昔、ストーカー容疑で裁判官が逮捕され、弾劾裁判により罷免されました。
ストーカー・メールを近所のインターネットカフェから送付していたということですが、もう少し「工夫」の仕方があったかも知れません。
万全とはいえないでしょうが、もう少し、発信元が「ばれない」ようにする方法もあるようです。
今回の検察官によるフロッピディスクの「改ざん」もそうですね。
フロッピディスク自体を分析すれば、「改ざん」の経緯までわかってしまいます。
これは「ばれない」方法があるのでしょうか。
裁判官、検察官、弁護士などの法律家が、一般に、デジタル知識にうとい理由は、基本的に、「文系人間」が裁判官、検察官、弁護士になっているからです。
もともと、裁判官、検察官、弁護士になっている人は、ほとんど法学部を卒業した人です。
例外はありますが、司法試験は、他の学部を卒業した人が、簡単に合格する試験ではありません。
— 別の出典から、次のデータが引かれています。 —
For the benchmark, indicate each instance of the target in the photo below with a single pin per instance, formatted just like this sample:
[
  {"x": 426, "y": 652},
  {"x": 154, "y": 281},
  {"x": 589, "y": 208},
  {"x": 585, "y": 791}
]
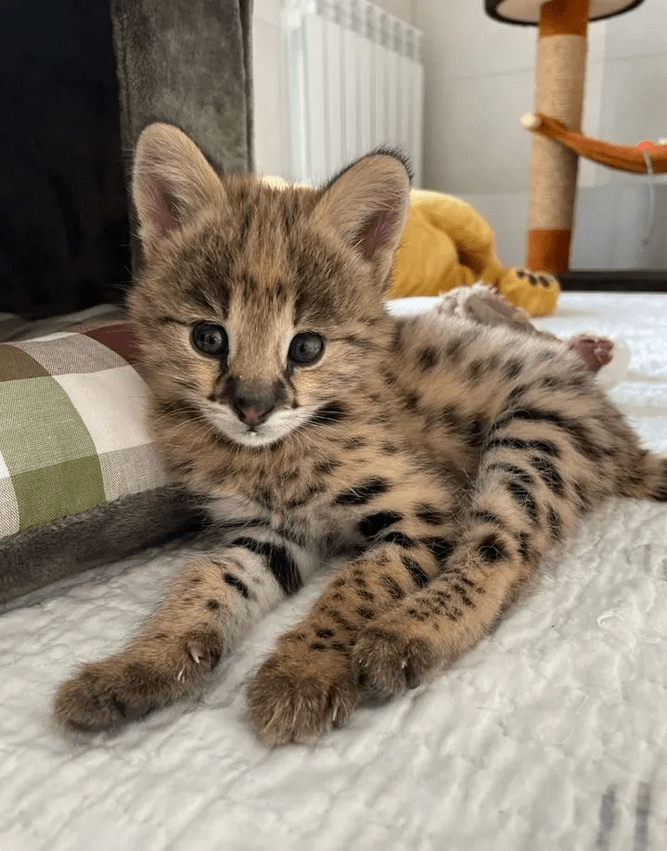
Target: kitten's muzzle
[{"x": 254, "y": 401}]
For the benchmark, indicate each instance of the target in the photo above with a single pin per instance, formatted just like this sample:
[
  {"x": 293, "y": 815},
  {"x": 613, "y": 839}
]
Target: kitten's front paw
[
  {"x": 295, "y": 699},
  {"x": 126, "y": 687},
  {"x": 386, "y": 661}
]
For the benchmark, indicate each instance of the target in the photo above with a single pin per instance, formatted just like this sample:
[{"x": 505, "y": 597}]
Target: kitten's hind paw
[
  {"x": 290, "y": 702},
  {"x": 386, "y": 663},
  {"x": 126, "y": 687},
  {"x": 99, "y": 697}
]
法学部の入試には、国公立大学なら、入試科目に、数学、理科(物理、化学、生物、地学)がはいっていますが、配点は、国語、外国語、社会に比べて配点は低く、理数系に強い受験生にとって合格しにくくなっています。
また、私立大学なら、入試科目に、数学、理科は最初から入っていません。
また、ある程度の年をとっている法律家は、ワープロ・パソコンなどのデジタル機器に接したのが、法律家になった後ということがあります。
私が、はじめて、ワープロで作成された文書を見たのが、昭和58年(西暦1983年)、当時、大阪地方裁判所の第7民事部(租税・行政部)の裁判官をしていたときのことです。
当時の「先進的」な法律事務所から提出された準備書面でした。通常は和文タイプですから、16ドットの文字は、「粗っぽく」みえました。
私の司法修習同期(32期)は、裁判官、検察官、弁護士になってから、「ワープロ」なるものを知ったことになりますから、ずいぶんハンディがあります。
裁判官、検察官は強制的にワープロを使うことを義務づけられました。
ただ、弁護士の半分くらいは、ワープロは使えないでしょう。今までは、手書きの文書を事務員に和文タイプさせていたのが、手書きの文書を事務員にワープロ打ちさせるよう変わっただけです。
ですから、裁判官、検察官、弁護士などの法律家、特に、ある程度経験のある法律家に「デジタル知識」を求めるのは「無い物ねだり」ということになります。
還暦間近、57歳の検察官が「FDの知識がなく内容を理解できなかった」としても不思議ではありません。